改めて私は周囲に恵まれたのだと思う。だからこそ、恩返しをしたい。
「ここに来たって事は、例の薬のこと?」
「うん。そうだね。詳しく調べたいから、ミーナちゃんの血液を採取させて欲しいんだけど……少し時間もらっても良いかな?」
「構わないわ。さっさとやって終わらせましょ……え? 今なんて言った?」
「少し時間もらっても良いかなって」
「違う。その前」
「ミーナちゃんの体を詳しく調べたいから、血液を……」
「血液採取ってことは……注射?」
シャフリは笑みを浮べたままコクリと頷き、私は顔を青ざめさせる。
「い、いやああああぁぁぁぁッ!!」
「み、ミーナちゃん!?」
「お嬢様?」
思わず私はジークの後ろに隠れ、叫んだ理由を口にする。
「ちゅ……注射は嫌」
『え?』
ジークとシャフリが声を重ねる。
「だって……痛いし、皮膚に針が刺さる光景は……ああッ!! 考えただけでもおぞましい……」
「大げさだよ。ちょっとチクッとするだけだよ」
「それが嫌なの!! ねぇ……ジーク」
ジークに助けを求めるが、ジークは苦笑いを浮べて、私の手を握る。
「我慢……しましょうか」
「いやぁ……嫌よッ!!」
手を握られていても、構うことなく逃げ出そうとするが、ジークは手を離さなかった。
「おおッ!? 結構な力で振りほどこうとしますね……諦めてください。お嬢様」
「さあ、ミーナちゃん……お部屋に行きましょうか? 準備は出来ているよ」
この時だけ、私以上に2人が悪魔に見えた。
「だ、誰か助けてええぇぇッ!!」
◇◇◇
試験管5本分の血液を抜かれた私は、机に突っ伏していた。
「これだけあれば十分だね。ありがとう、ミーナちゃん」
「ううッ……まだ痛い。止血の絆創膏が痛々しい……ジークぅ。何とかして」
「よく頑張りました。お嬢様。頑張ったお嬢様には紅茶とお菓子をご用意しております」
顔を上げ、テーブルの上に置かれている紅茶とお菓子を見た私は、姿勢を正し、ティーカップを手に取る。

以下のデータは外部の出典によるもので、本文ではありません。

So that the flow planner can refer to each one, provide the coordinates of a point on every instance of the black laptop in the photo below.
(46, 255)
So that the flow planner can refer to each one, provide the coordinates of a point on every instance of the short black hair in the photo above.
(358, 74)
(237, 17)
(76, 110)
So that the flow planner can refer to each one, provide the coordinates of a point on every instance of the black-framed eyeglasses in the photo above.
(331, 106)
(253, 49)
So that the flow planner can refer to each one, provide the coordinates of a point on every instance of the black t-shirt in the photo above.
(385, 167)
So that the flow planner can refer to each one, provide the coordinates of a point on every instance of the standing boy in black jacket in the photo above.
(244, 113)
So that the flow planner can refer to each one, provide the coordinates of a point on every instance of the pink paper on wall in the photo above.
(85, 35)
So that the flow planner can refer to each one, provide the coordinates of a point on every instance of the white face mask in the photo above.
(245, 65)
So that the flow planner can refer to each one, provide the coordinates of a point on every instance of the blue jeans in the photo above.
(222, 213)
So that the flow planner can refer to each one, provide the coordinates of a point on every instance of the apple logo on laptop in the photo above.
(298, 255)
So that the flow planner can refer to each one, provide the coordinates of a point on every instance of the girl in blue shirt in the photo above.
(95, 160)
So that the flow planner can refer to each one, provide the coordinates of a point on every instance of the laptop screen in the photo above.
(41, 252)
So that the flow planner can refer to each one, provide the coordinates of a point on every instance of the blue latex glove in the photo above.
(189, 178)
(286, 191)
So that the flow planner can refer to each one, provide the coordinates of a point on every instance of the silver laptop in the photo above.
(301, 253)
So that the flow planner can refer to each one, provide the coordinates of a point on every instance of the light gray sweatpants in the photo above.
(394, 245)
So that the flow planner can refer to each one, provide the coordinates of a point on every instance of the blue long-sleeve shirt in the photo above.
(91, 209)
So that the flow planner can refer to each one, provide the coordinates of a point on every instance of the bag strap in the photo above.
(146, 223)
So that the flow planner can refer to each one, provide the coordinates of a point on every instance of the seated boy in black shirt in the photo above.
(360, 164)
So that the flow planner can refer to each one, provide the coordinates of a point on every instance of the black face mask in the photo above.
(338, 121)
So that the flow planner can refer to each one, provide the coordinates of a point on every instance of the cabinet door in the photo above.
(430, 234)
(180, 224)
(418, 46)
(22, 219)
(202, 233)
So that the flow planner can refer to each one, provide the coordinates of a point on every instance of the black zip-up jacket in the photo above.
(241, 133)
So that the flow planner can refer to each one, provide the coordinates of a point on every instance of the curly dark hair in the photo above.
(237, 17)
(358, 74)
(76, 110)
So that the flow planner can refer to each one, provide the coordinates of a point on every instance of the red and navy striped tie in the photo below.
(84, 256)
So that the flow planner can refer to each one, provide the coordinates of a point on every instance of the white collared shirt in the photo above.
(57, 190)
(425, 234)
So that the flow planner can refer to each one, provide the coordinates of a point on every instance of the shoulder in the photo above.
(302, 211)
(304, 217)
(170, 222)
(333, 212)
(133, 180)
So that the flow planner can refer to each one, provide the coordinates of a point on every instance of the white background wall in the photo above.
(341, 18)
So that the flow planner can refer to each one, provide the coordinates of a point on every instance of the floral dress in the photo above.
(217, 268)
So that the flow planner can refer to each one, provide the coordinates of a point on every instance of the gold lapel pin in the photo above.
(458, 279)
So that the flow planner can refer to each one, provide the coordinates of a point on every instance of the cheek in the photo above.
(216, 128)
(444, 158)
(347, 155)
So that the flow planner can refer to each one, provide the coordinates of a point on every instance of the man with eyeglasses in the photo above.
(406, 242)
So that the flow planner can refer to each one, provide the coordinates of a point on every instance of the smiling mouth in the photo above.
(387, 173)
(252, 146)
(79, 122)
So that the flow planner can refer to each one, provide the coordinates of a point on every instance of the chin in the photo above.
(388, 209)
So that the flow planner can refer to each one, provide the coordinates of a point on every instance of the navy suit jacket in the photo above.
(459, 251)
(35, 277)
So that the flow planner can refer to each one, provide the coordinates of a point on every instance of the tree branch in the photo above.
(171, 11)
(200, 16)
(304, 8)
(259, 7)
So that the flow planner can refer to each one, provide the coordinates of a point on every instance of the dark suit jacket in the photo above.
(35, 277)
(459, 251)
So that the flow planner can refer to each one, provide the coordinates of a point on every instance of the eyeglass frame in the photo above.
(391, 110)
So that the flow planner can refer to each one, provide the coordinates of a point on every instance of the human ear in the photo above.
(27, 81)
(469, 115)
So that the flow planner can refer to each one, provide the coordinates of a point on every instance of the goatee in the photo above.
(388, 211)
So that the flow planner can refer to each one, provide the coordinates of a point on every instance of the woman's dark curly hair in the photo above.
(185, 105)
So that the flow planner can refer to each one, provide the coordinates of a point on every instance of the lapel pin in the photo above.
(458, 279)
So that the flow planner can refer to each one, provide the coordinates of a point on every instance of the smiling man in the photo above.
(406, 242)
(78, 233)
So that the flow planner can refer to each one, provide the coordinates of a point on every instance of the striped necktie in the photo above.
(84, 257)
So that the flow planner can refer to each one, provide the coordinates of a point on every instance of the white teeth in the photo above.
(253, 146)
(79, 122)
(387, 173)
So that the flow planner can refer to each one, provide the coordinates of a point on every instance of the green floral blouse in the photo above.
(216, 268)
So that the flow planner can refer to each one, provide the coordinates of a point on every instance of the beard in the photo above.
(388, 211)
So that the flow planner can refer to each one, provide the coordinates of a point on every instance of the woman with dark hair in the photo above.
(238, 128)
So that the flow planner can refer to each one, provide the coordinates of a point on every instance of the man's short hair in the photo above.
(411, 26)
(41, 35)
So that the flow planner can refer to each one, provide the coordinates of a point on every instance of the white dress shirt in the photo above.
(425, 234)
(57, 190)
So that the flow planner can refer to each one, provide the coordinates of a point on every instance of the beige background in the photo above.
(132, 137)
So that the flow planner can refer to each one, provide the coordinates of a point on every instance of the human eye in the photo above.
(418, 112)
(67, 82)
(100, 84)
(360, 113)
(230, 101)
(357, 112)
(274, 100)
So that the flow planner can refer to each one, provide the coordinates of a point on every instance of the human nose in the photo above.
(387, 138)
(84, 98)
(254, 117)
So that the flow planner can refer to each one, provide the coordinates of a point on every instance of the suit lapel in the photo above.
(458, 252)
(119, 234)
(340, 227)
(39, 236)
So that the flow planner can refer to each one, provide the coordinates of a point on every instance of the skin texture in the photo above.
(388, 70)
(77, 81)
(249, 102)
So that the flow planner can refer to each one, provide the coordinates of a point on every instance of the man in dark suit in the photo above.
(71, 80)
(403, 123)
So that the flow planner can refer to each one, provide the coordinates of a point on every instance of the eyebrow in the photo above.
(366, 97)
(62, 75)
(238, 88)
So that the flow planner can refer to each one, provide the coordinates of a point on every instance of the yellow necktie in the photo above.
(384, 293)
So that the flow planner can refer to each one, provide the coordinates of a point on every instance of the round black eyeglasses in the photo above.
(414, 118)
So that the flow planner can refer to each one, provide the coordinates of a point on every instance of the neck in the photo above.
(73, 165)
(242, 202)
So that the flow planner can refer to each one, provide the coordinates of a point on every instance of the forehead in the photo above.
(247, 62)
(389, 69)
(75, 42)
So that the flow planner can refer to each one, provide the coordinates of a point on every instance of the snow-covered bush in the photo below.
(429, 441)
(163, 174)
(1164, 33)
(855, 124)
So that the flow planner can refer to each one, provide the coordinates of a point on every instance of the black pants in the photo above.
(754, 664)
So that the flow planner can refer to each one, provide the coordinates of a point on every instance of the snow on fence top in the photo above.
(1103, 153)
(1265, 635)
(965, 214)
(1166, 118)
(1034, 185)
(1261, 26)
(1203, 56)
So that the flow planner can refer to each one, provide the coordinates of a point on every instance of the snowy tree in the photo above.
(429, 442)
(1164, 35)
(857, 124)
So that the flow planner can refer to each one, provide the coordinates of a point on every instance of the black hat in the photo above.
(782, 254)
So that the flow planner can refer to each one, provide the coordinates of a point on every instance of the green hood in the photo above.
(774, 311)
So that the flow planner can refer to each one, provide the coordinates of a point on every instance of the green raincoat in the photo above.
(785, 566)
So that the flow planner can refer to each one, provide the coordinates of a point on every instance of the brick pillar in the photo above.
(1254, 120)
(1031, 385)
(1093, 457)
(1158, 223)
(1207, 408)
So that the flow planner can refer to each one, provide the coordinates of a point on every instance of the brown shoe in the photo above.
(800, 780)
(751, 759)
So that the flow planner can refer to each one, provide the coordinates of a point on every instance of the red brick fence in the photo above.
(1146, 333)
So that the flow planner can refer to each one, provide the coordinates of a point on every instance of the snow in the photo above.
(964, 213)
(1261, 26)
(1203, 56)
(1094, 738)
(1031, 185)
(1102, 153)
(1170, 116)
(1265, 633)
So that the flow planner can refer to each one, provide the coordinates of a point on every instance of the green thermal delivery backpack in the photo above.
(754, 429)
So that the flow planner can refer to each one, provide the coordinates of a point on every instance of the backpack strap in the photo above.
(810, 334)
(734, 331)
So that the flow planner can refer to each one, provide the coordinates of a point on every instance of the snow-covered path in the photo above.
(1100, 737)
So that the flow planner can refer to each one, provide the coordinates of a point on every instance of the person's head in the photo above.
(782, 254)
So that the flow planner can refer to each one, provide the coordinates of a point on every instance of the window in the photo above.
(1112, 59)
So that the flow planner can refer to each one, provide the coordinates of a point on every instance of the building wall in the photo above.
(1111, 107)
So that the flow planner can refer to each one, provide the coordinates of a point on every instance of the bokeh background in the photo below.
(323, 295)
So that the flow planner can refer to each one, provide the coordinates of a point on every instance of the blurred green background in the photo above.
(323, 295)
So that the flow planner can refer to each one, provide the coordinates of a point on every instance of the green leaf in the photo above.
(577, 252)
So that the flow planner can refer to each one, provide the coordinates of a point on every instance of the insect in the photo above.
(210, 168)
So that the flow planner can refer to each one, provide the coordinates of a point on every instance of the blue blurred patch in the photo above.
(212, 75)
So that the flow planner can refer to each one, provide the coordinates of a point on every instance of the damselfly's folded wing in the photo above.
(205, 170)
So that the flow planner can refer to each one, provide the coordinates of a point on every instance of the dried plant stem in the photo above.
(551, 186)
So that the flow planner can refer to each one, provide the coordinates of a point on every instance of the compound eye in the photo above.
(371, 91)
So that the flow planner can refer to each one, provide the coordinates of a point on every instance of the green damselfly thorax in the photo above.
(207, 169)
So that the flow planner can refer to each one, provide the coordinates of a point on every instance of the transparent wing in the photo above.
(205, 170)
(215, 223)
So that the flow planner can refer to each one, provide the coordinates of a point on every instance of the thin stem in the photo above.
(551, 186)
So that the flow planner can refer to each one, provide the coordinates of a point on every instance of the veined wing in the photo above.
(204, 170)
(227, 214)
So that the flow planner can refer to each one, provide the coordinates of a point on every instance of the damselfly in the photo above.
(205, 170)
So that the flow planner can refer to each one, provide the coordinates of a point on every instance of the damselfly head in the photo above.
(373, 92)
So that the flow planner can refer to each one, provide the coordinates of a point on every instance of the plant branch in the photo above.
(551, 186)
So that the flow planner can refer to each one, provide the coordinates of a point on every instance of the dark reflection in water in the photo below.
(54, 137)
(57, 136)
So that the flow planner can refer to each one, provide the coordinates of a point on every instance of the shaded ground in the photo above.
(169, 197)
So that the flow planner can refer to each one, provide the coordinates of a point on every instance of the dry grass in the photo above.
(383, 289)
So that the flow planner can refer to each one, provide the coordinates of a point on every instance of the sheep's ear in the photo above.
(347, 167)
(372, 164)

「まずは久しぶりの紅茶から……相変わらず、最高の紅茶ね」
紅茶の感想を口にしながら私はクッキーとワッフルに手をかける。
手が止まらない私を見て、シャフリとジークが小声で会話する。
「結構暴れられましたけど、最初から紅茶とお菓子で釣れば良かったんじゃ……」
「自分もそう思いますが……まあ、ご満足そうにしているので、結果オーライです」
「そこッ!! コソコソ話さない!! 罰としてお茶に付き合いなさい!!」
「自分は仮にも業務中でして……」
「私は帰って血液を調べないと……血ってすぐ固まってしまうじゃない?」
「ダメよ。2人とも付き合いなさい。お茶は1人で楽しむものじゃないわよ。四の五の言わず付き合いなさい」
「それって……」
「なるほど。そう言うのであれば業務の1つとしてお供します」
注射は痛かったけど……紅茶とお菓子を口にして気持ちが落ち着いた。
この2人とは……もうしばらく一緒にいたい。
◇◇◇
時は少し遡り、王宮のとある部屋にて、リギルは知らせを待っていた。
しかし、待てども待てども望んでいる知らせは入ってこなかった。
「……遅い。予定していた計画から24時間経っているぞ。一体ヤツらは何をしているのだ?」
ソファーに腰を下ろし、イラつきながら脚を組む。
すると部屋の扉がノックされ、ようやく来たかと笑みを浮べる。
「リギル様。失礼します」
「構わん、入れ。それで、どうなった?」
部屋に入ってきた兵士は震えた声でリギルに報告する。
「そ、それが……計画は失敗に終わり、3人とも……殺されたとのことです」
結果を聞いたリギルはガラスコップを壁に投げつける。ガラスが割れる音に驚いた兵士は体をビクつかせ、顔を青ざめさせる。
「おのれ……ミストレーヴめ。調子に乗るなよッ!!」
激昂するリギルだが、再び扉がノックされ、怒りを抑えながら扉の向こうにいる人物の入室を許可する。
「リギル様。失礼します」
「なんだ?」
「たった今、ヨハネス王が王位を退くことを明言しました」
「そうか……」
「継承式の日程は未だに不明ですが、恐らく……」
リギルは再びソファーに座り、脚を組む。
「間違いなく後継は、あのガキだろうな。まあいい。形だけの王位なんかくれてやるよ。俺は……」
「アレ……ですね。時間は掛かりましたが、保管されているであろう場所は特定しました」
「本当か?」
「ええ。厳重な警備に、聖騎士が2名。間違いは無いでしょう」
「そうか……分かった」
兵士2人を退出させ、リギルは粉々に割れたガラスコップを踏みにじる。
「いよいよだ。最高の継承式にしてやるよ」
狂気じみた笑い声が、不気味に響く。